The arrival of Al Franken is encouraging supporters of the Employee Free Choice Act, but the bill remains stuck in the Senate. Franken has signed on as a co-sponsor of the bill and announced as much to cheers at an AFL-CIO event in his honor on Tuesday night. But the problem that's plagued the bill for months still remains: 60 Democrats don't support it and the Republicans are determined to filibuster the measure, which has united the business community like nothing else in recent memory. Among those Democratic Senate votes still trying to be nailed down are Blanche Lincoln and Mark Pryor of Arkansas, Arlen Specter, Jim Webb and Mark Warner of Virginia, Michael Bennet of Colorado, and Ben Nelson of Nebraska. Dianne Feinstein has been less than enthusiastic about the proposal, which is sometimes called Card Check. No Republicans are backing the bill. Chuck Schumer of New York and Senate Majority Leader Harry Reid are trying to find a compromise that can get the 60 votes. With Robert Byrd and Ted Kennedy in ailing health, the proposition is even dicier.

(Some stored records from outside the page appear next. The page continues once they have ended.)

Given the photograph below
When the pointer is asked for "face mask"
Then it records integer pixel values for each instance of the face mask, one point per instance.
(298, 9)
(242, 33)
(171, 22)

I'm always appreciative of any tips or things you might be hearing about the bill's fate, or your thoughts on why you think it might or might not be good policy.
I offered an argument for the measure earlier this year in the now defunct Conde Nast Portfolio. The bill, then and now, struck me as a modest measure that would probably arrest the decline in union membership, which has been going on for decades. At the moment only 7.5 percent of private sector employees belong to a union, and EFCA would probably give that a charge, though no one can be entirely sure of what the bill would actually do to union membership.
But now, anything that passes is likely to involve compromise that will weaken the impact of the bill further. One labor source tells me that "something" is likely to pass this year but it won't be the original measure that business seems to be able to kill despite the Democrats having 60 votes.